This is one of my favorite summer salads. It is in the style of the French Provençal salade niçoise except that I exclude the tuna and tomatoes. It is made with garden fresh potatoes, green beans, eggs, and olives. You can add some salad greens or red bell peppers if you prefer. It is great on its own for lunch or a light supper. I enjoy this accompanied by a fresh tomato salad with a loaf of crusty bread.

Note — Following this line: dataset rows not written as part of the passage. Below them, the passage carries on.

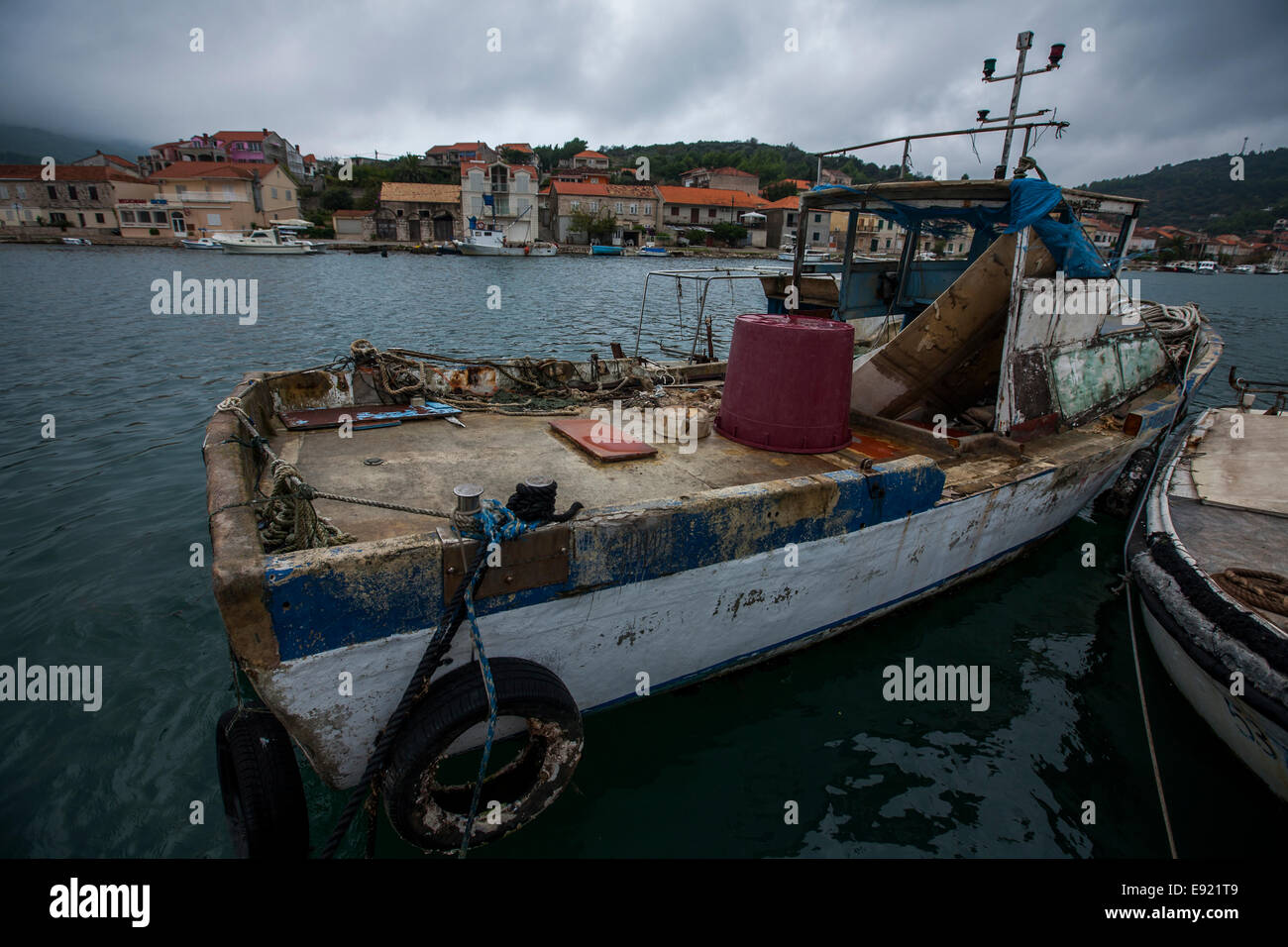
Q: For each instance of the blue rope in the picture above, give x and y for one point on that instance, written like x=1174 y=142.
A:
x=494 y=523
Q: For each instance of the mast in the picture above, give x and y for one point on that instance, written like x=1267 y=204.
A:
x=1022 y=43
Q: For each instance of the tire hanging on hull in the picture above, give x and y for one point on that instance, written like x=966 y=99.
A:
x=261 y=785
x=433 y=815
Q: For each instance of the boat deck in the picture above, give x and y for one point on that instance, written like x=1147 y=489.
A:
x=1225 y=499
x=424 y=460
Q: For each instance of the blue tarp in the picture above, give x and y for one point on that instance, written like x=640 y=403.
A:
x=1031 y=200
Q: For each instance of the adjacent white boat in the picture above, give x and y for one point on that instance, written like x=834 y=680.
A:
x=1209 y=558
x=266 y=243
x=489 y=243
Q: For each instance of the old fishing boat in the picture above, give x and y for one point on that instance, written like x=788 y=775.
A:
x=390 y=612
x=1210 y=560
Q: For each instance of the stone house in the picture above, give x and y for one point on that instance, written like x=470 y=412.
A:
x=721 y=179
x=85 y=197
x=636 y=208
x=419 y=213
x=198 y=198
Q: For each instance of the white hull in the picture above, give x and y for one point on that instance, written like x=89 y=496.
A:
x=266 y=250
x=695 y=624
x=1257 y=741
x=471 y=250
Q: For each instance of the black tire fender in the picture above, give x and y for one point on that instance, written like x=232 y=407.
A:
x=261 y=784
x=433 y=817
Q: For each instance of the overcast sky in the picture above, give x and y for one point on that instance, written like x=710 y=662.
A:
x=1167 y=81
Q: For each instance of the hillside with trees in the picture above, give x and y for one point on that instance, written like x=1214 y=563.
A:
x=1199 y=195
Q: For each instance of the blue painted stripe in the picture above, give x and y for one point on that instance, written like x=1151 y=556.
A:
x=746 y=657
x=321 y=608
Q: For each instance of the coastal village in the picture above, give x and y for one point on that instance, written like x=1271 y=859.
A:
x=232 y=182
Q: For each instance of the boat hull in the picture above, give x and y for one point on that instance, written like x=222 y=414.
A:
x=691 y=625
x=266 y=250
x=1253 y=737
x=473 y=250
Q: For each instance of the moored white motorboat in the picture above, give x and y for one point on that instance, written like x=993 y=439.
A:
x=1210 y=560
x=265 y=243
x=493 y=243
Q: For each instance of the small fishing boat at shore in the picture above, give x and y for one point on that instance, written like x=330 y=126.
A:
x=265 y=243
x=484 y=241
x=1012 y=389
x=1209 y=557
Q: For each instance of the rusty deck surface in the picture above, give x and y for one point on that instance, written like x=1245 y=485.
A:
x=421 y=463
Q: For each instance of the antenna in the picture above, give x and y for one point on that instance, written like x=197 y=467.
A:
x=1022 y=43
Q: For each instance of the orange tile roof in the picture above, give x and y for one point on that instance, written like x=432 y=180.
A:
x=585 y=188
x=63 y=172
x=184 y=170
x=420 y=193
x=708 y=196
x=790 y=202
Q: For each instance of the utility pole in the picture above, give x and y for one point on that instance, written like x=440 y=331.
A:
x=1022 y=43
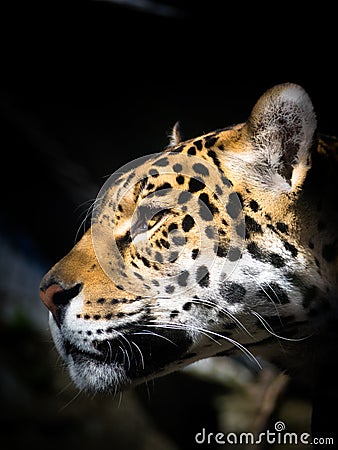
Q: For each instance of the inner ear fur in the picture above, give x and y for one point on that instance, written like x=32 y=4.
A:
x=281 y=130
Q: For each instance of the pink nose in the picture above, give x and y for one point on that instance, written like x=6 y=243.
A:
x=56 y=298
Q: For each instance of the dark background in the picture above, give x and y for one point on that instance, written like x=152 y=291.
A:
x=86 y=87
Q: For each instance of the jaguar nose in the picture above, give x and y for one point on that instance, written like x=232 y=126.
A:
x=56 y=298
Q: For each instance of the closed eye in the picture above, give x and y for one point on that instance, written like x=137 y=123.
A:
x=147 y=218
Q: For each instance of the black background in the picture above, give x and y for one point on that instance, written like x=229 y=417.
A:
x=87 y=86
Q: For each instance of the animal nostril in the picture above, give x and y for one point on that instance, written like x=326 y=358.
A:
x=55 y=297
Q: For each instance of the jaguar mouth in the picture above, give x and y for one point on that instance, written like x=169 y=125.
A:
x=128 y=360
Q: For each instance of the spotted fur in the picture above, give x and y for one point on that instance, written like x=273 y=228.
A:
x=220 y=244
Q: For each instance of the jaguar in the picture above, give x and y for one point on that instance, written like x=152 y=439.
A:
x=223 y=244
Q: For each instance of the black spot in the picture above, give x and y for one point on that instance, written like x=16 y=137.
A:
x=172 y=227
x=203 y=276
x=214 y=157
x=198 y=144
x=219 y=191
x=187 y=223
x=162 y=162
x=154 y=173
x=276 y=260
x=201 y=169
x=234 y=206
x=184 y=197
x=178 y=240
x=187 y=306
x=233 y=292
x=226 y=182
x=234 y=254
x=291 y=248
x=282 y=227
x=221 y=251
x=194 y=253
x=160 y=190
x=210 y=141
x=254 y=205
x=191 y=150
x=169 y=289
x=329 y=252
x=123 y=241
x=240 y=229
x=159 y=257
x=195 y=185
x=210 y=232
x=182 y=278
x=321 y=225
x=252 y=226
x=165 y=243
x=173 y=256
x=205 y=199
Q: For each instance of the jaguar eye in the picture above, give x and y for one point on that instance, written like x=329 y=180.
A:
x=147 y=218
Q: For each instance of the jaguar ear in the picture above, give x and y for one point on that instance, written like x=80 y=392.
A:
x=281 y=128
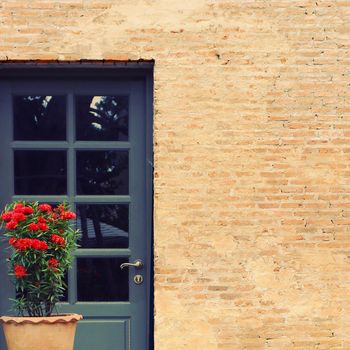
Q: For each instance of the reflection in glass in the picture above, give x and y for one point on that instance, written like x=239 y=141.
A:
x=102 y=172
x=101 y=279
x=103 y=226
x=64 y=297
x=39 y=117
x=40 y=172
x=102 y=118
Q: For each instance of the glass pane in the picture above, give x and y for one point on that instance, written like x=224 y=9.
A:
x=64 y=297
x=101 y=279
x=40 y=172
x=102 y=172
x=102 y=118
x=39 y=117
x=103 y=226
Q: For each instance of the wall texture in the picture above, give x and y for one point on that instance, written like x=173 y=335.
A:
x=252 y=157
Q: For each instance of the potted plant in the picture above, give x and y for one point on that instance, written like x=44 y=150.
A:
x=41 y=240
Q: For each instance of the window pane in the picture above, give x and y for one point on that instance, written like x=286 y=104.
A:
x=102 y=118
x=102 y=172
x=40 y=172
x=39 y=117
x=101 y=279
x=103 y=226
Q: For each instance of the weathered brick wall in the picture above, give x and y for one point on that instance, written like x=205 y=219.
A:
x=252 y=157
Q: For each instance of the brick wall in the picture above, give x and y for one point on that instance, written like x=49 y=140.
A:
x=252 y=151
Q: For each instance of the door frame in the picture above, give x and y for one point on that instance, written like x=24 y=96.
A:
x=111 y=70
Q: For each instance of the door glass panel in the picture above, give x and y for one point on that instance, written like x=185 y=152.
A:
x=102 y=118
x=39 y=117
x=101 y=279
x=103 y=226
x=40 y=172
x=102 y=172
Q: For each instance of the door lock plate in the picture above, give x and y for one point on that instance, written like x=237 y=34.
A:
x=138 y=279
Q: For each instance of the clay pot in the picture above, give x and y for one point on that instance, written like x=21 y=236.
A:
x=40 y=333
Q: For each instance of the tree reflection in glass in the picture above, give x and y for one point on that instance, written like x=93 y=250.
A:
x=103 y=225
x=39 y=118
x=102 y=172
x=102 y=118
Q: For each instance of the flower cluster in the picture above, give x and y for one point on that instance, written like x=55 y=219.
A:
x=42 y=242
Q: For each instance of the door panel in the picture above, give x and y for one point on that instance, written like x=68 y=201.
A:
x=85 y=142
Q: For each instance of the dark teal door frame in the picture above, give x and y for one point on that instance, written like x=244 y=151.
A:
x=131 y=320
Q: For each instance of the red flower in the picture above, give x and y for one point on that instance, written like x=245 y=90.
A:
x=28 y=210
x=43 y=227
x=28 y=243
x=12 y=241
x=18 y=217
x=11 y=225
x=68 y=215
x=18 y=208
x=58 y=240
x=60 y=207
x=20 y=271
x=45 y=207
x=53 y=264
x=39 y=245
x=33 y=227
x=41 y=219
x=6 y=216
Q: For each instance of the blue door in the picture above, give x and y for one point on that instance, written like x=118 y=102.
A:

Niçoise-style Potato, Egg, Olive, and Green Bean Salad
8 medium Yukon Gold potatoes
8 large eggs
1/2 lb. fresh thin green beans, trimmed
12 Kalamata or Nicoise olives
2 Tbsp. chopped red onion
2 Tbsp. chopped flat leaf parsley
salt and pepper to taste
1-1/2 Tbsp. red wine vinegar
1 tsp. Dijon mustard
1/2 tsp. kosher salt
freshly ground black pepper to taste
generous pinch of sugar
1/2 c. extra virgin olive oil
Scrub the potatoes but leave the skins on. Place them in a 5-quart pot and fill it with cold water and add 1 tsp. kosher salt. Cover and bring to a boil on medium high heat, then remove cover and continue cooking for about 20 minutes until potatoes are tender when pierced with a knife. Drain and set aside. While potatoes are cooking bring a 2-quart pot full of water to the boil. Add eggs and cook for two minutes. Remove from heat and let eggs sit in boiled water for about 20 minutes, then drain, peel, and cut eggs in half. Sprinkle eggs with a little salt and pepper and set aside. Bring another 2-quart pot full of water to the boil. Add a bit of salt and then beans. Cook for 7 minutes, then drain. Assemble the salad by whisking together the vinaigrette ingredients in order. Peel cooked potatoes and cut into quarters or sixths. Set them in the middle of serving platter and sprinkle with a little salt and pepper. Drizzle potatoes with a couple of Tablespoons of vinaigrette and toss. Place eggs around potatoes and drizzle eggs with a teaspoon or so of vinaigrette. Sprinkle potatoes and eggs with half of the parsley. Toss the cooked green beans with a little vinaigrette, then place on top of potatoes. Sprinkle olives and red onion over beans. Drizzle a bit more vinaigrette on top but save about 1/4 cup for individual portions. Sprinkle with remaining parsley and serve. Serves 4-6.